There is a tendency among the religious to project god beyond history, into the unknown and the unknowable.  Religion often enthrones this god somewhere, in some after life which we may (if we are good enough) gain someday and be in this god’s company.  There is a tendency to put this god outside the present as one who is oblivious of our present existence, or at least indifferent to it.  For me, this god is so abstract, irrelevant, and impotent as to be a ridiculous god, in fact, no god at all.

Religion of this sort does not interest me.  Religion of this sort does not do anything for my practical, everyday life.  If God lives somewhere and someplace else, I do not care much about such a god.  But I do care “that God is with us now, anyway and already, and even, thank God, before we call upon Him.  I care a lot,” writes William Stringfellow, “when I hear the news of Jesus Christ (Gospel) because it is a different news than I receive when I encounter various religions.”  There is a difference between Religion and the Gospel.
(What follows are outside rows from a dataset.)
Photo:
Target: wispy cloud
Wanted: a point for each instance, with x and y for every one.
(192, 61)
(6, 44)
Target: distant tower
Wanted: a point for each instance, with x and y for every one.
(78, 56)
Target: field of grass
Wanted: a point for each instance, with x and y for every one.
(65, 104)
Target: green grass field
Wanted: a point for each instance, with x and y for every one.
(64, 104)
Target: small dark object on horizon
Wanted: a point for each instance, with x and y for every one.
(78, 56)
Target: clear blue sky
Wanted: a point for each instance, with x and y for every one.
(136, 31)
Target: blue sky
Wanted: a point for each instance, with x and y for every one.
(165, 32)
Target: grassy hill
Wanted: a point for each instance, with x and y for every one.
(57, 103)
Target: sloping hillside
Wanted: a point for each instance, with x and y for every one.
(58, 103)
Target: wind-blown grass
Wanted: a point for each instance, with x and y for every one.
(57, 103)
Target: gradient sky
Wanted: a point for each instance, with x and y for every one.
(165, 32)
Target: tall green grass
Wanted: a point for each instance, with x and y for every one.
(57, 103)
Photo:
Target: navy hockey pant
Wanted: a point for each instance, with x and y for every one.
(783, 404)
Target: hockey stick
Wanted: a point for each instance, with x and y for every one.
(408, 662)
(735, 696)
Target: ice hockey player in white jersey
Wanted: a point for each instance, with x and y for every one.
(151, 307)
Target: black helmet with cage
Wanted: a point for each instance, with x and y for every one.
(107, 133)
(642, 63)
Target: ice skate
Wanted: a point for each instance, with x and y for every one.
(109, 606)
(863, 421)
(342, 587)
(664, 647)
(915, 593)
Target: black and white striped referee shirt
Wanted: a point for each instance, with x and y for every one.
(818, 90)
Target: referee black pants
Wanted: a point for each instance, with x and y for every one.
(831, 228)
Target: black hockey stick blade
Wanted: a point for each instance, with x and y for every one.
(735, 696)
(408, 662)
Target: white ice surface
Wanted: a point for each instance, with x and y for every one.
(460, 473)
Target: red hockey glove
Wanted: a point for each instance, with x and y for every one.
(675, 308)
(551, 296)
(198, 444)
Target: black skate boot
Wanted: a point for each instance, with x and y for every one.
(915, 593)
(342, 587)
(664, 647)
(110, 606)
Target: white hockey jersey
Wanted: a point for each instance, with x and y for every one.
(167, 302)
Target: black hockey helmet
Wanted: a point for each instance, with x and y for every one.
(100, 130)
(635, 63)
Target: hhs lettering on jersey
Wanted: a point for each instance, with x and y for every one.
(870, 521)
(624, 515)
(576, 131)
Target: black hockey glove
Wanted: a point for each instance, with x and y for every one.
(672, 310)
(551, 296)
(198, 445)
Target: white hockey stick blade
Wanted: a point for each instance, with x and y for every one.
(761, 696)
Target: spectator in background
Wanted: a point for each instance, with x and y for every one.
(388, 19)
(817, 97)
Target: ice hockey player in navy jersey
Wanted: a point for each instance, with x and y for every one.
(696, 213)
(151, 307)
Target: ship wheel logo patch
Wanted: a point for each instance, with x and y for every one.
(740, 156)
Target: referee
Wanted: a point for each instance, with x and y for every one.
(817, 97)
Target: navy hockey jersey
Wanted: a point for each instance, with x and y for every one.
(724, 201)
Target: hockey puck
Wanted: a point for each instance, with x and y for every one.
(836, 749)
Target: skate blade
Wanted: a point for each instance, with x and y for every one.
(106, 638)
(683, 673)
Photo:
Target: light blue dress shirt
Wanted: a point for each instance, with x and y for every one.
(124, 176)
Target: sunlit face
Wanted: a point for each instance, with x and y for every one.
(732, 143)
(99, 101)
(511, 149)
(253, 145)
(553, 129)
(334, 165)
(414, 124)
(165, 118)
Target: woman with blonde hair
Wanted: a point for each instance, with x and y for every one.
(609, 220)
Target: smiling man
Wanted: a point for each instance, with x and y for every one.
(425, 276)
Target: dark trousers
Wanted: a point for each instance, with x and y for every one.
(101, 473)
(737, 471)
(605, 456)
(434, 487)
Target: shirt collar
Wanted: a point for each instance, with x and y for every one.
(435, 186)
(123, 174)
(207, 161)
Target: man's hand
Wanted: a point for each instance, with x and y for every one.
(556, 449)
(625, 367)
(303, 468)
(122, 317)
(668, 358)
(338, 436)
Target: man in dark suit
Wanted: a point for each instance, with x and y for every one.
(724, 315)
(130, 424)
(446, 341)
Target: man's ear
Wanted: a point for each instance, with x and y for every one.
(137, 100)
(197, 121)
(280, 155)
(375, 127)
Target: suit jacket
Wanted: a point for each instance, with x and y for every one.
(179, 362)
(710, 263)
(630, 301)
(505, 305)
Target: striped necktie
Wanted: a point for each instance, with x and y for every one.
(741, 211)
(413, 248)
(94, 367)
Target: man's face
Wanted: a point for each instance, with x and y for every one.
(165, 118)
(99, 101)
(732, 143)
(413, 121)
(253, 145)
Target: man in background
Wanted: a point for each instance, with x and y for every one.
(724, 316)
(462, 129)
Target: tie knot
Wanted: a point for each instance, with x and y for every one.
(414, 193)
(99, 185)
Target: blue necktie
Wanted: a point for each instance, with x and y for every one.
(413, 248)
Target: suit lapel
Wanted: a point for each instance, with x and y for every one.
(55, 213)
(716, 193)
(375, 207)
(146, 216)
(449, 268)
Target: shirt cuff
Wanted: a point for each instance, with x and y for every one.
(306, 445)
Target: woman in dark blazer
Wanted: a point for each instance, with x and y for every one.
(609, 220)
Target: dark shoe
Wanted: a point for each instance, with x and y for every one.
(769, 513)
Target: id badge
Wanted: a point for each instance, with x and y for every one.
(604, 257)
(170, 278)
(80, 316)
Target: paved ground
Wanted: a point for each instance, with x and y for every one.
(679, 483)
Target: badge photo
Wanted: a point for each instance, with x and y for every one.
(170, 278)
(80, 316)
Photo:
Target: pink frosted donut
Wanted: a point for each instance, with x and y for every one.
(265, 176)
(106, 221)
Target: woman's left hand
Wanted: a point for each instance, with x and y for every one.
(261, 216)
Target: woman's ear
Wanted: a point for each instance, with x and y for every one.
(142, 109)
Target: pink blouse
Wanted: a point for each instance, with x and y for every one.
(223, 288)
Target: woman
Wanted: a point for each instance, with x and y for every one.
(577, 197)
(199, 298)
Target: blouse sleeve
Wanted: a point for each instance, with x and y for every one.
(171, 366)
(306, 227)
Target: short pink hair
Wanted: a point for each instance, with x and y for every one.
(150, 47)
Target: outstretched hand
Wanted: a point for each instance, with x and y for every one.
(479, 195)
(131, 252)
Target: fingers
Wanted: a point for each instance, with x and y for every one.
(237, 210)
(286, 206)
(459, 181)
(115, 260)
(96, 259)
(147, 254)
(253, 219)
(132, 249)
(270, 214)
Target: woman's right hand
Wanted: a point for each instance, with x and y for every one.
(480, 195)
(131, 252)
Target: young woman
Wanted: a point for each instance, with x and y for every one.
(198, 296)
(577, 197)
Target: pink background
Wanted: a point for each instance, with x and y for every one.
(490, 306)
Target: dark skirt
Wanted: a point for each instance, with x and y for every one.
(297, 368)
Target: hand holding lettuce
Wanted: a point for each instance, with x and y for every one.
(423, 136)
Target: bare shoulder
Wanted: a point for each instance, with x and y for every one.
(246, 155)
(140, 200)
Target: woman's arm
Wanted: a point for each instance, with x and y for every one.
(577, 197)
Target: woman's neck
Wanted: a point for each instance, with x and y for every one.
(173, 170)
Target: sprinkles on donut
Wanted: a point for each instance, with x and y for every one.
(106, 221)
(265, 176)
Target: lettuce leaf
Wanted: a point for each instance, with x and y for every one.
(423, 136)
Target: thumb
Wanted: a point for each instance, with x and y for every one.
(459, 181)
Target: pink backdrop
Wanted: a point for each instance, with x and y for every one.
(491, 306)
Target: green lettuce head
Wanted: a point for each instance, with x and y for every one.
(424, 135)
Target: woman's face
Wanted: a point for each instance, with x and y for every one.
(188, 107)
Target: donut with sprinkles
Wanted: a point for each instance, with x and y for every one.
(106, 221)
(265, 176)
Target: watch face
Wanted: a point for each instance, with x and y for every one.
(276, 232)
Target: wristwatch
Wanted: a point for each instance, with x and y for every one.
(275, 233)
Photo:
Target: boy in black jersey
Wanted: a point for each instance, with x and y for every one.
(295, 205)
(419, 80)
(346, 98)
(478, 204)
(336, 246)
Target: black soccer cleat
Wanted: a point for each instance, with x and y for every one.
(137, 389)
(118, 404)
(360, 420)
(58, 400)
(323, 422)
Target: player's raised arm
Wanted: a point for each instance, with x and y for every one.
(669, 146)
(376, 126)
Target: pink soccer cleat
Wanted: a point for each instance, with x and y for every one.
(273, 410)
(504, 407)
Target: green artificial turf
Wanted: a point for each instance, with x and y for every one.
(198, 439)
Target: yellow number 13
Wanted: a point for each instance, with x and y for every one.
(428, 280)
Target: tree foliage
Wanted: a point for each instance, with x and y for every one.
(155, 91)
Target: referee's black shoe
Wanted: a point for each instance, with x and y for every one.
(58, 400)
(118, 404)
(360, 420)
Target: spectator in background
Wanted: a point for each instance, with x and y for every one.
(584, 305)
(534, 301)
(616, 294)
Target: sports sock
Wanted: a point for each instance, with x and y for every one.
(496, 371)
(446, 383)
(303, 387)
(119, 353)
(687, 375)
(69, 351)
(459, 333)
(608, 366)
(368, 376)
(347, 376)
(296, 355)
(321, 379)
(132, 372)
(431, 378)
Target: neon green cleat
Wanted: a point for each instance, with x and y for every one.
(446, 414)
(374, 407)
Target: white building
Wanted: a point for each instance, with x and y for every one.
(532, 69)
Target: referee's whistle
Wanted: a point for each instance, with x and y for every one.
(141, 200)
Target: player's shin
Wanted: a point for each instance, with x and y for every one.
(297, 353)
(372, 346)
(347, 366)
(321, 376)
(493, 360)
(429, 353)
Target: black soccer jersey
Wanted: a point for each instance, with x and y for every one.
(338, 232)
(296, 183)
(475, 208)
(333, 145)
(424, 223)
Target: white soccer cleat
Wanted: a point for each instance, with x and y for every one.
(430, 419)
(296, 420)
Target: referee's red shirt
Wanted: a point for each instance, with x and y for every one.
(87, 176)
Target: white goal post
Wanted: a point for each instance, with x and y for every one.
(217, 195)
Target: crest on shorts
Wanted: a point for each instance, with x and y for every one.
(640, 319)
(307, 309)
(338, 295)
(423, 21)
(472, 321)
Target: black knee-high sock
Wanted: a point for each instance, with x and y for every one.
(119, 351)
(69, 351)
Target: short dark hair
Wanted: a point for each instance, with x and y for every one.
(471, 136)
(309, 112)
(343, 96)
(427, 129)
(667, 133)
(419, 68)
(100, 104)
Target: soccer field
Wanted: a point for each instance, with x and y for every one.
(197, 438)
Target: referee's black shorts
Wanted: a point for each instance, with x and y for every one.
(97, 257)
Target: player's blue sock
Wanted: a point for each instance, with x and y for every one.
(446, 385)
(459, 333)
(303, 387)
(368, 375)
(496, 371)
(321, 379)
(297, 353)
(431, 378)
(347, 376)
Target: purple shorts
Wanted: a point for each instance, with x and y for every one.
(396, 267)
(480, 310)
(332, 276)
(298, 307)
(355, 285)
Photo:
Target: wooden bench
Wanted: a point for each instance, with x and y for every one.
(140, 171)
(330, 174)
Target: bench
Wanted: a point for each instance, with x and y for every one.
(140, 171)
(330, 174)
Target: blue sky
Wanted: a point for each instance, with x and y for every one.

The Gospel (Jesus) gives evidence of the care of God for everything that has to do with actual life.  The Gospel (Jesus) reveals a God who cares for me and with every life lived by anybody and everybody, everywhere!  Jesus speaks to my life: its fatigue and compulsions, its contradictions and freedoms, its ambiguity, its quiet, its wonder, its sin, its triumphs and its defeats.  I believe Jesus comes to your life: touches your whole biography, holding every secret with you, whoever, wherever you are, any time, any place.  The Gospel (Jesus) tells of a God who also cares about the destinies of the nations and all the various institutions. 

Religion tends to suggest that God is yet to be discovered.  Authentic Christianity knows that God has already come among us—not for a visit of 30-some years—but has been with us and will be with us for always.  Religion suspects there is a God, somewhere.  The Gospel proclaims His presence and action in this world —even in those circumstances within which we are unaware of Him.  


The religious think that only the religious know about God or care about God, and that God cares only for the religious.  What nonsense this is!  We have the Gospel, which tells a far different story.